Description
This crispy fried chicken copycat recipe replicates the famous KFC style with a flavorful blend of herbs, spices, and perfect buttermilk marinade, resulting in juicy, golden fried chicken with a deliciously seasoned crust.
Ingredients
Dry Spice Mix
- 2 cups all-purpose flour
- 2 teaspoons salt
- 1½ teaspoons dried thyme leaves
- 1½ teaspoons dried basil leaves
- 1 teaspoon dried oregano leaves
- 1 tablespoon celery salt
- 1 tablespoon ground black pepper
- 1 tablespoon ground yellow mustard
- ¼ cup paprika
- 2 tablespoons garlic salt
- 1 tablespoon ground ginger
- 3 tablespoons ground white pepper
Wet Ingredients and Chicken
- 1 cup buttermilk
- 1 egg, beaten
- 1 whole chicken, cut into eight pieces
- Neutral oil for frying (canola or peanut oil recommended)
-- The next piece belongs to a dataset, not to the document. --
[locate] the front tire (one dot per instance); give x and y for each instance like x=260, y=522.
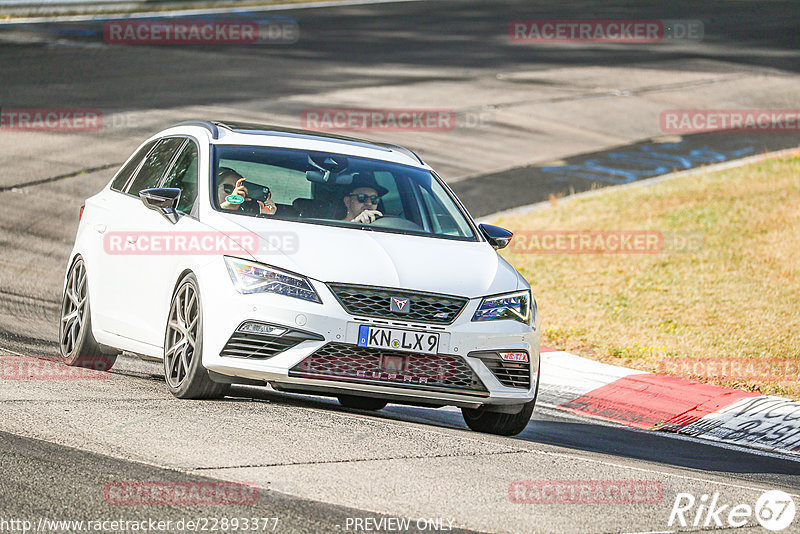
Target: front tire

- MSG seasoning (such as Ajinomoto or Ac'cent), for sprinkling
Instructions
- Prepare the Flour and Spice Mixture: In a large bowl, thoroughly combine the all-purpose flour with all the herbs and spices except the MSG. Set this seasoned flour mixture aside for coating the chicken.
- Mix Buttermilk and Egg: In another large bowl, whisk together the buttermilk and beaten egg until fully blended and smooth.
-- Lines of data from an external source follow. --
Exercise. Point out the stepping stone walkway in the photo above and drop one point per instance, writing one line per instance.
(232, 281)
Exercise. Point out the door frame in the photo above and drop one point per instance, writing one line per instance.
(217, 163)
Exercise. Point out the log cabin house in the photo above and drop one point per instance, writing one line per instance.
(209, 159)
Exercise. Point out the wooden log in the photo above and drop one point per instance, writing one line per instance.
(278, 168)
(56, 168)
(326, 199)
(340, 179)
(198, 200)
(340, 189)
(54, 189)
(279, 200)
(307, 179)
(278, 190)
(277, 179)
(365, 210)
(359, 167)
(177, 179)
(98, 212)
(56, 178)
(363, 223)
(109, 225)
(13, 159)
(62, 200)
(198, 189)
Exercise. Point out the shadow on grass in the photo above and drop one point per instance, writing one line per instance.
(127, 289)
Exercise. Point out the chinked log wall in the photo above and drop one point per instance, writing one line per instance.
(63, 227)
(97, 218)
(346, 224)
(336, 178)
- Marinate the Chicken: Add the chicken pieces to the buttermilk mixture and toss well to coat each piece evenly. Cover the bowl loosely with plastic wrap or a lid and let it marinate at room temperature for 30 minutes. If marinating longer than 30 minutes, refrigerate the bowl to keep the chicken safe.
- Prepare the Oven Setup: Preheat the oven to 175°F. Line a baking sheet with aluminum foil, then place an oven-safe wire cooling rack inside the sheet. This will keep the fried chicken elevated and crispy while resting.
- Heat the Oil: In a large Dutch oven or heavy pot, pour enough neutral oil to create about 3 inches of depth. Use a thermometer to heat the oil over medium-high heat until it reaches 350°F, then reduce heat to medium-low to maintain temperature.
- Dredge and Fry the Chicken: Remove a chicken piece from the buttermilk and allow excess liquid to drip off. Dredge it firmly in the seasoned flour mixture, pressing gently so the flour adheres well. Shake off excess flour and carefully place the coated chicken into the hot oil. Fry 3-4 pieces at a time without overcrowding the pot.
- Cook Chicken Until Golden: Fry each batch for about 12 minutes, turning the pieces halfway through to ensure even golden browning and a crispy crust.
- Drain and Keep Warm: Transfer the fried chicken pieces to the prepared wire rack in the oven to keep warm. Allow the oil to come back up to 350°F before frying the next batch.
- Repeat Frying Process: Continue dredging and frying the remaining chicken pieces in batches following the previous steps.
- Finish Cooking the Chicken: Once all the chicken is fried and resting in the oven, confirm that each piece has reached an internal temperature of 165°F for safe consumption.
- Add Final Seasoning: Just before serving, sprinkle each piece of fried chicken lightly with MSG seasoning to enhance flavor and mimic the classic taste.
Notes
- Marinating the chicken longer will make it more tender and flavorful but keep refrigerated beyond 30 minutes.
- Use a deep-fry thermometer to maintain consistent oil temperature and ensure crispy chicken.
- Do not overcrowd the frying pot, as it can lower the oil temperature and make the chicken greasy.
- Neutral oils with high smoke points such as canola or peanut oil are best for frying.
- Letting the fried chicken rest in a wire rack oven setup keeps it crispy while finishing internal cooking.
- MSG seasoning is optional but recommended for an authentic flavor replication.